I expected that the fractional part of f(n), n being an integer, would be distributed uniformly over [0,1] (for positive functions - otherwise take [-1,1]) for any run-of-the-mill function, except there is a good reason otherwise. I experimented a bit with MATHEMATICA and found to be dead wrong. Methodics: I computed f(n) for $0<n<=100000$ and the n-th central moments of that set. I multiplied them with $(2n+1)2^{2n}$ to normalize since a uniformly distributed U[0,1] after this operation has 1 for even and 0 for odd moments. Call f random if the moments of the set ${f(1),...,f(10⁶)}$ are about as close to 1 and 0 as those of the random number set. Some random :-) results:
$f(n)=n^r$ (trivial for r integer or r<0): Sqrt[n] is random (funnily, more random than a genuine random series :-) and I guess so is any f with non-integer r>0.

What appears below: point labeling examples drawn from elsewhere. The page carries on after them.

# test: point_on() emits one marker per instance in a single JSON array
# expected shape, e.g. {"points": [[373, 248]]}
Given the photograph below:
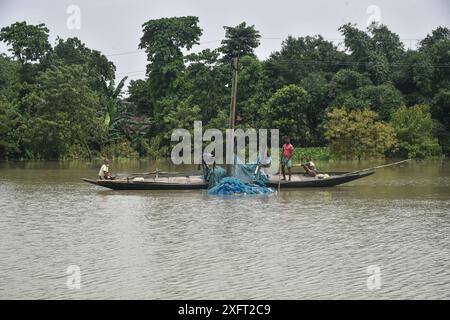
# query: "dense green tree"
{"points": [[318, 89], [9, 119], [28, 44], [208, 82], [287, 110], [66, 114], [9, 77], [415, 131], [357, 134], [239, 41], [73, 51], [299, 57], [163, 40]]}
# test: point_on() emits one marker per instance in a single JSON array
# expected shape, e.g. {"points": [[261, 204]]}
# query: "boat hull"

$f(n)=log(n)$: Very non-random, possibly because it's so flat.
$f(n)=n*log(n)$: Random.
$f(n)=sin(n)$: Non-random but the moments are $(2n+1)!/(n!)^2$. (This should be easy to prove since sin is periodic and you can approximate by the respective moment integrals.)
$f(n)=exp(n)$: Checked only to n<=100 for obvious reasons, slightly non-random.
Do you have a reference for me? At least the sqrt part was already analyzed 40 years ago. (And could someone verify my results, at least on sin(n)?)